La France abandonne-t-elle ses céréaliers ?

Si l’on compare les soutiens de la PAC que chaque état membre alloue aux céréaliers par le biais des différentes options mises en œuvre dans le cadre d’une subsidiarité croissante depuis 10 ans, force est de constater que les options stratégiques sont fondamentalement différentes.

Les derniers états rentrés dans l’UE bénéficient d’un soutien à l’hectare harmonisé sur tout leur territoire qui est appelé à augmenter et converger vers la moyenne européenne dans le cadre européen de la convergence externe. D’autres pays comme l’Allemagne ont également choisi de simplifier la distribution des aides directes en harmonisant les soutiens du 1er pilier entre länder ou entre production.

Pour échapper au plafonnement des aides des grandes exploitations situées dans ses régions orientales, l’Allemagne a donc opté pour un paiement redistributif symbolique qui épargnait en même temps les exploitations bavaroises fondées sur la pluriactivité.

Tous ces choix illustrent la volonté de ces états membres de doter équitablement leur agriculture productive des soutiens les plus élevés possibles pour les placer en situation de compétitivité optimale.

Mais la France a fait des choix très différents

Depuis près de 10 ans, les arbitrages français contribuent à transférer massivement vers les surfaces en herbe les soutiens de la PAC aussi bien au sein de 1er pilier (création d’un DPU herbe, paiement redistributif optimisé pour les GAEC d’élevage, augmentation des paiements couplés distribués à 90 % pour l’élevage herbivore…) qu’au sein du 2ème pilier, (fusion de la prime à l’herbe dans l’ICHN, revalorisation de 30% de l’ICHN, transfert du 1er vers le 2ème pilier pour suppléer le cofinancement national non budgété des arbitrages précédents…). Il appartiendra aux macroéconomistes de juger de la pertinence de ces transferts massifs de 2 fois 1 milliard d’euros au regard de l’évolution des revenus des producteurs de ces secteurs, mais en ce qui concerne les « banquiers » du système que sont les céréaliers français, l’addition est dramatique. Si l’on rajoute à ce constat, l’absence de soutien en provenance du 2ème pilier pour les céréaliers français (contre 30 à 40€ supplémentaire/ha en Allemagne pour soutenir les énergies renouvelables sources de revenus complémentaires), l’écart s’accroît !

Aide MOYENNE (1er pilier et 2ème Pilier) par hectare de SAU des céréaliers en UE (OTEX 15)

La diminution drastique de leurs soutiens (total 1er et 2ème pilier, baisse de 40 %, voire de moitié en zones intermédiaires  contre seulement -13 % en Allemagne) place désormais les céréaliers français en situation fragile en termes de compétitivité au regard de leurs homologues européens.

Ramené à la tonne de blé, le niveau des soutiens des céréaliers français est désormais inférieur à 30 €/t , voire 25 € en zones intermédiaires, quand il se stabilise à 40 €/t en Allemagne ou plus de 45 €/t en Roumanie.

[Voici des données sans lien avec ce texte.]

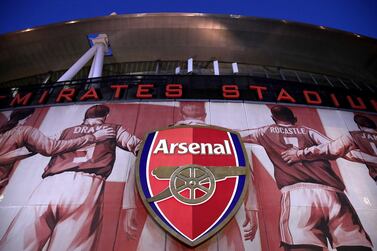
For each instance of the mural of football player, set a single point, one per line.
(314, 208)
(18, 141)
(363, 142)
(65, 209)
(154, 237)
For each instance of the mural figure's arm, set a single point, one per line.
(35, 141)
(130, 223)
(250, 224)
(18, 154)
(130, 143)
(127, 141)
(252, 135)
(327, 150)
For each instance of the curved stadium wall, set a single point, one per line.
(280, 88)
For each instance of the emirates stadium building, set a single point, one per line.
(187, 131)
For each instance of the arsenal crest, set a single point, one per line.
(192, 179)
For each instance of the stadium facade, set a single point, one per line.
(187, 131)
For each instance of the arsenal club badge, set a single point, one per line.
(192, 179)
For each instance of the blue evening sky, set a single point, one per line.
(358, 16)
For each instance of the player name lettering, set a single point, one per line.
(290, 131)
(193, 148)
(87, 129)
(369, 136)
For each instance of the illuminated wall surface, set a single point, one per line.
(84, 198)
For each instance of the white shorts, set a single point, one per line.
(312, 213)
(65, 211)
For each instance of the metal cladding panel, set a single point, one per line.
(148, 37)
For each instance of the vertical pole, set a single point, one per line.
(76, 67)
(178, 70)
(92, 66)
(98, 60)
(216, 69)
(235, 68)
(190, 65)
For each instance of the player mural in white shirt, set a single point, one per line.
(314, 208)
(65, 211)
(153, 236)
(359, 146)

Cela s’appelle une distorsion de concurrence de plus de 15 €/t créée par la France, elle-même ! les céréaliers français se sentent abandonnés par leur gouvernement.

LA FRANCE VA T-ELLE CONTINUER DANS CE SENS ?

Une partie de ces choix incompréhensibles quand les revenus des céréaliers sont les plus faibles du monde agricole peut toutefois encore être corrigée dès les prochains mois : la France doit choisir de corriger la notification qu’elle a faite avec le gouvernement précédent qui va encore alourdir le prélèvement redistributif (en le portant à 20% !) sur des céréaliers aux trésoreries exsangues. Il est temps de stopper la chute et d’inverser la tendance : aucun céréalier français ne devrait percevoir moins de 250€/ha, soit la moyenne européenne, pour ne pas souffrir de distorsion de concurrence insoutenable. Revenir au 1Er août 2018 à 5% de prélèvement redistributif et corriger les soutiens trop faibles, notamment en zones intermédiaires reste la solution de survie pour de trop nombreux céréaliers.